Serdar Turgut'a yarım e.hidayet
Hiç beklemiyordum ama nihayet oldu. Serdar Turgut e.postanın hidayetine erdi ve köşe yazılarında kullandığı serdargut@yahoo.com adresini çalıştığı gazetenin kurumsal kimliğiyle bağdaşan bir adresle değiştirdi... Diye yazmıştım geçen hafta ama yer darlığından dolayı yayınlanmamıştı. İyi ki yayınlanmamış. Hafta içinde gördüm ki Serdar Turgut yarı hidayete ermiş. Haftasonu yazısında kurumsal, haftaiçi yazılarında kişisel adresini kullanıyor. Ama bu bile önemli bir gelişme, darısı çalıştıkları kurumun kimliğini yansıtır adresler yerine ordan burdan buldukları e.posta adreslerini kullanmakta inat eden diğer köşe yazarlarının başına, diyelim... Aslına bakarsanız, bundan altı, yedi yıl önce köşemde kullandığım adresi yurtsan@ibm.net'ten yurtsan@hurriyet.com.tr ile değiştirmem istendiğinde ben de ayak sürümüştüm. Ama nedeni e.posta cahili olmam değil, e.posta sunucusunun o dönemde Hürriyet'te daha yeni kurulmuş olması ve iyi yönetilmediği için mesajların sık sık kaybolmasıydı. Bu sorun birkaç ay içinde giderildi ve kurumsal adresi kullanmanın hiç kimse için hiçbir sakıncası kalmadı. Kurumsal adres kullanmamakta inat edenlerin kaygısının farklı olduğunu ve İnternet'le ilgili yetersiz bilgiden kaynaklandığını biliyorum. Hemen onları da rahatlatayım. Siz mesajlarınıza yine alışageldiğiniz şekilde eski adresinizden bakmaya devam edebilirsiniz. Gazetenizin bilgiişlem müdürlüğünden, köşenizde yayınlamaya başlayacağınız yeni adrese gelen tüm mesajların, otomatik olarak eski adresinize yönlendirilmesini isteyin, yeter.

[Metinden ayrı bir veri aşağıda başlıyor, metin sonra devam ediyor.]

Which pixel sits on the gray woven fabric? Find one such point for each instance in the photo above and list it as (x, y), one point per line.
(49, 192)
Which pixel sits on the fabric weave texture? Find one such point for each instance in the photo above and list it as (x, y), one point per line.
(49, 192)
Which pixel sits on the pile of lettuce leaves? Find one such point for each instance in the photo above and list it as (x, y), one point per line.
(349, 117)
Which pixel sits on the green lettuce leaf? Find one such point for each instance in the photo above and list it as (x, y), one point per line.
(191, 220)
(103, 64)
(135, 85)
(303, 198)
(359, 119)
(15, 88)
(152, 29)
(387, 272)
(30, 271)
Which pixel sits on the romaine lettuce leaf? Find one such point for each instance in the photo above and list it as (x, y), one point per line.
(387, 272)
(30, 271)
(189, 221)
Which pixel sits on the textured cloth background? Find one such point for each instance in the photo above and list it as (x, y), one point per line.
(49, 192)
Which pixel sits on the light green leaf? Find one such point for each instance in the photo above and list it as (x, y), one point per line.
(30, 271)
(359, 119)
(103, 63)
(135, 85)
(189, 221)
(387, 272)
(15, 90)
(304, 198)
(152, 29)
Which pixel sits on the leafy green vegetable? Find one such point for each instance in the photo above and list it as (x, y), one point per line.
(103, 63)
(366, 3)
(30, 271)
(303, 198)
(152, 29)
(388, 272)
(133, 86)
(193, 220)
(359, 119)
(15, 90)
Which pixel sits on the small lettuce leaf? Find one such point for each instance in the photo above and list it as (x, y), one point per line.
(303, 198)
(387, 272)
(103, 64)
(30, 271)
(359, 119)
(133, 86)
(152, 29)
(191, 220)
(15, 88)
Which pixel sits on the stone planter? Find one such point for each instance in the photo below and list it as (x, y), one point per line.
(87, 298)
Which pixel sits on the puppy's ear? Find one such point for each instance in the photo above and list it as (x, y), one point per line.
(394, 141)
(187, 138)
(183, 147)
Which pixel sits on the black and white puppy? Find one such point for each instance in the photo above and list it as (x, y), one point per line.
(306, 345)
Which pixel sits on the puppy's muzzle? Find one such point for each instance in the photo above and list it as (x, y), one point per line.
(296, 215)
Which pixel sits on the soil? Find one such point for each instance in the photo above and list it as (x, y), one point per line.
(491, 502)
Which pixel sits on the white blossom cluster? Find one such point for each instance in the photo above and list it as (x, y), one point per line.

Kurumsal e.posta kullanmayan yazarlar
Ali Atıf Bir, Hürriyet aabir@anadolu.edu.tr,
Can Dündar, Milliyet can.dundar@e-kolay.net,
Mine G. Kırıkkanat, Radikal mine.gokce@wanadoo.fr,
Ahmet Hakan, Sabah ahcoskun@superonline.com,
Savaş Ay, Sabah savasay@savasay.com,
Oral Çalışlar, Cumhuriyet oralcalislar@mynet.com,
Zeynep Oral, Cumhuriyet zeynep@zeyneporal.com,
İclal Aydın, Vatan iclalaydin@melodi.net,
Zeynep Atikkan, Akşam zeynepatikkan@superonline.com,
Akıllı devrimci
Artık akıllı cepteller moda. Dünya GSM Fuarı'nın gözdesi de onlardı. Fotoğraf çeken, İnternet'e bağlanan, e.posta alıp gönderen, video ve telvizyon oynatan, radyo olarak kullanılabilen, portatif müzikçalar vazifesi gören, oyun oynanan, ofis yazılımlarıyla senkronize olabilen, renkli ekranlı cep telefonları bunlar. Siemens Mobile'ın Dünya GSM Fuarı'nda duyurusunu yaptığı SX1 modeli de, bu akıllı telefonların en gelişkin örneklerinden biriydi. Siemens SX1 akıllı telefon özelliklerine ek olarak, devrimci tasarımıyla da dikkat çekti. SX1'i alışılageldik cep telefonu görüntüsünden farklı kılan en büyük özelliği numara tuşlarının telefonun iki yanına dizilmesi. Tuşların kenara alınması sayesinde kazanılan yerle, telefonun toplam ebatları büyütülmeden, daha büyük bir ekran kullanılabilmiş. Telefonun alt bölümündeki alanda ise daha az sayıda tuşa, çok daha fazla fonksiyon, çok daha kolay bir kullanışlılıkla yüklenmiş. SX1'i diğer akıllı telefonlardan ayıran en büyük özelliği ise yazının başında saydığım tüm akıllı telefon özelliklerini çok zarif ve şık bir tasarımın içine sığdırmış olması. SX1 tüm bu özellikleri sadece 10,9 sm uzunluğunda, 5,6 sm genişliğinde, 1,9 sm kalınlığındaki bir hacmin içine 116 gr hafifliğinde sığdırmayı başarmış bir model. Siemens SX1'in Türkiye de dahil olmak üzere tüm dünyada 2003'ün ilk yarısında piyasaya çıkması bekleniyor.